Spark is the place to tell your true story.

There are only three rules at Spark:

  1. Your story must be true
  2. It must be something that happened to you
  3. And it must be up to five minutes long

For up-to-date info on future events, look for Spark True Stories on Facebook, on Instagram @sparktruestories, on Twitter @sparktruestory or email us at

Themes are announced ahead of each event. If there’s a story you want to tell that doesn’t fit a theme, please contact us – we love theme suggestions!

Many people come along to Spark, watch a couple of stories to see how it’s done, then dive straight in and tell their story. That’s great! It’s also okay to ask for advice – do contact us and we’d be happy to help you tell your story.

Frequently asked questions

What is the format?

Each night is themed. Our host will introduce the theme, then invite audience members to come on stage. We usually have three acts of three or four stories each. After the show, there’s time to chat to the storytellers and other members of the audience.

I’ve got a story, what next?

Just turn up! When you arrive, speak to the host and they’ll write your name down for a slot. Or you can sign up in the interval – although slots disappear fast on busy nights.

What makes a good story?

A great story involves a transition of some kind. By the end of the story the main character – that’s you – has revealed something that was unknown at the start.

Think about what triggers a transition. That’s where the drama comes in – the unexpected event that puts you to the test, turns the heat up or demands that you make a change. It could be the day you got stuck in a lift, lost your passport, bagged your dream job or discovered your partner was having an affair.

Three tips for telling a great story

1) Start your story in the action. Find an opening line that grabs the audience and makes them sit up and listen to you


I started the year with everything you could expect from a successful middle class life.

At six months old, a pigeon pooed in my eye.

I ran away from home at the age of 12 and never lived with my parents again.

2) Have an idea of how you intend to end your story. Keep your closing line crisp and punchy so your story goes out on a high


I should have eaten his bloody birthday cake myself.
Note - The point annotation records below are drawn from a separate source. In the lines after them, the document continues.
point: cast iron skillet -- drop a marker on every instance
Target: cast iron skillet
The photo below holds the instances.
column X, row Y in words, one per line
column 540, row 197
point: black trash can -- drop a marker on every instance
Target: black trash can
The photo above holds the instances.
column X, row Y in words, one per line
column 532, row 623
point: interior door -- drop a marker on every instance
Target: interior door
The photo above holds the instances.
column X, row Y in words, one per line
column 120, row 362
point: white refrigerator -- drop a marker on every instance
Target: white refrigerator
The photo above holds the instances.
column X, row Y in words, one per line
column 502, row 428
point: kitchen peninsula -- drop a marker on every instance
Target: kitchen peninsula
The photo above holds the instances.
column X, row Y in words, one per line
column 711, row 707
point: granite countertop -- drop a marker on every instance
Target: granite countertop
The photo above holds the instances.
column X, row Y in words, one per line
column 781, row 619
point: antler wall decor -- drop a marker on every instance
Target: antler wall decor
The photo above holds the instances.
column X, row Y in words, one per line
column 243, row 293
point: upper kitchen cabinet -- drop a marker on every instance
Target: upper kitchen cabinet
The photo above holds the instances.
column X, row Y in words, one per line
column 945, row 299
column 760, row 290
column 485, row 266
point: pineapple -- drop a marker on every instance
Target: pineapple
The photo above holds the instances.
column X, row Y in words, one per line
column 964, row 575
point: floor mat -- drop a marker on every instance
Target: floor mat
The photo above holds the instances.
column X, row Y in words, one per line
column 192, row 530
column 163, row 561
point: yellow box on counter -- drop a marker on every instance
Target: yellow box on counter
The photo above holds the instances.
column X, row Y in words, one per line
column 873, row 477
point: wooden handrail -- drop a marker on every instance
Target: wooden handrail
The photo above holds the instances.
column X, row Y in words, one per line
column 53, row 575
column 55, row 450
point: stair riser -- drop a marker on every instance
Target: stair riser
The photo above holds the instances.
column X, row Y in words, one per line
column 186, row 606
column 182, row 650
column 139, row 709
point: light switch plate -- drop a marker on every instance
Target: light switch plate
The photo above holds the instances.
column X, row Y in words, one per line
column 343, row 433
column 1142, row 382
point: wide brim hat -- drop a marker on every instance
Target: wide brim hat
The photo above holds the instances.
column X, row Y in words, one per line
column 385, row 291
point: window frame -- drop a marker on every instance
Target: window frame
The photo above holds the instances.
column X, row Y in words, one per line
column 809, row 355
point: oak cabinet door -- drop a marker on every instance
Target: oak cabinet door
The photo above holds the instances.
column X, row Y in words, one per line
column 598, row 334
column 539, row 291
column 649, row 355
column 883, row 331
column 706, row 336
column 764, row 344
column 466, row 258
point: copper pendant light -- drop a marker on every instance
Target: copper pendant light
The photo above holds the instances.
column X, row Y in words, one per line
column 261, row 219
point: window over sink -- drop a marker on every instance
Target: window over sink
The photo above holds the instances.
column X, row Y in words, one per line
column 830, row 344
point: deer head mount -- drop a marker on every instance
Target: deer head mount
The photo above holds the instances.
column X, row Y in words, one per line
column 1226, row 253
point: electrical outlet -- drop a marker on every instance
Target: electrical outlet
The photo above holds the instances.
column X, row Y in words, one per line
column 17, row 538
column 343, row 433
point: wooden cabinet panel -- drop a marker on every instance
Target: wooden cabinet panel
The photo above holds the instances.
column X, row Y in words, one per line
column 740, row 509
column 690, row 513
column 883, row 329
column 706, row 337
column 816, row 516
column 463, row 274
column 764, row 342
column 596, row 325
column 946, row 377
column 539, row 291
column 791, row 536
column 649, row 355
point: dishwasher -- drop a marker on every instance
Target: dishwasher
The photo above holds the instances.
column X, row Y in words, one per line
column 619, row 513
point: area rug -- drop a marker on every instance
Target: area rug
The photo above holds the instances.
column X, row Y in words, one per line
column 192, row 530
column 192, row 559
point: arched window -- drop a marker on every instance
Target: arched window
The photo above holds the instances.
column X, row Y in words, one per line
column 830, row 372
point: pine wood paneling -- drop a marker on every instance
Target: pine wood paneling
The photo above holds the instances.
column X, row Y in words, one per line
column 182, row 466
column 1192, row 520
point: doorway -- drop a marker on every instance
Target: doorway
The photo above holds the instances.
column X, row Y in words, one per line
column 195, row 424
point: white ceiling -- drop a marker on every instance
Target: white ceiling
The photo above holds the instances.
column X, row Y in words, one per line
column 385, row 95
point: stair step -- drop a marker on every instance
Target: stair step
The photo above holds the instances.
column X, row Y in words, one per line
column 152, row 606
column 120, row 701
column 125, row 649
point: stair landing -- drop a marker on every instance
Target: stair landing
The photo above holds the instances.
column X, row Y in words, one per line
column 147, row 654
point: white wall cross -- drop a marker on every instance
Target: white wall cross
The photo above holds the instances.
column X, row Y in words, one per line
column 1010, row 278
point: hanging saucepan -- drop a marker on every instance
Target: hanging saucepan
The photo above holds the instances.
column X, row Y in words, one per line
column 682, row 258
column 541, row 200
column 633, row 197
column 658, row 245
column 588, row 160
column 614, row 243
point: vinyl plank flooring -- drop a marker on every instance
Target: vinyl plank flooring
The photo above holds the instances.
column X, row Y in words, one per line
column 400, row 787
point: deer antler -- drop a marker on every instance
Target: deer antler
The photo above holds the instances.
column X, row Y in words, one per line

These days, I’m happy living alone. But I never use the gas hob when drunk anymore.

3) Stick to what actually happened and tell the truth. Tell your story as if you are reporting events that could have been seen through a camera at the time

Like this: “He looked straight at me and his face went from pink to red to crimson.”

Instead of like this: “I could tell he was really angry.”

What will I get out of telling my story?

We asked some of our storytellers to tell us what they’ve got out of sharing their stories:

“I realised you don’t have to be trained in performance to be riveting when standing alone on a stage. All you need is a story.”

“The theme of the night inspired me to find my stories. That is one of the big gifts Spark London has given me.”

“Telling my story at Spark London was a revelation. Direct communication with the audience, continuing afterwards in the bar and on email; the way people relate their own experiences directly to yours (‘I went there!’; ‘I had a boyfriend who did that’), a tangible sense of getting your voice back, in more ways than one.”

“The rehearsal before the performance brought out some new angles to my story. My story improved under Joanna’s guidance.”

How do I beat the nerves?

It’s natural to be nervous, but our audiences are friendly and no one will be judging or scoring your story.

Stories are about overcoming challenges. This is just another one you can overcome.

What if I don’t have any good stories?

You almost certainly do.

Some stories will be defined by time and place, for example the romantic gesture that went wrong 10 years ago when you lived in Brazil. Others could span decades. Here are some questions to get you thinking about what your stories are:

  1. Blood is thicker than water. Is this true in your experience?
  2. What is your most embarrassing memory of adolescence?
  3. What is the biggest barrier you’ve come up against in work, life or relationships?
  4. Who, other than your parents, has had a significant influence on your life?
  5. Every decision starts with a crossroads. What crossroads have you faced?

We also run storytelling workshops to help you find your stories and develop them further.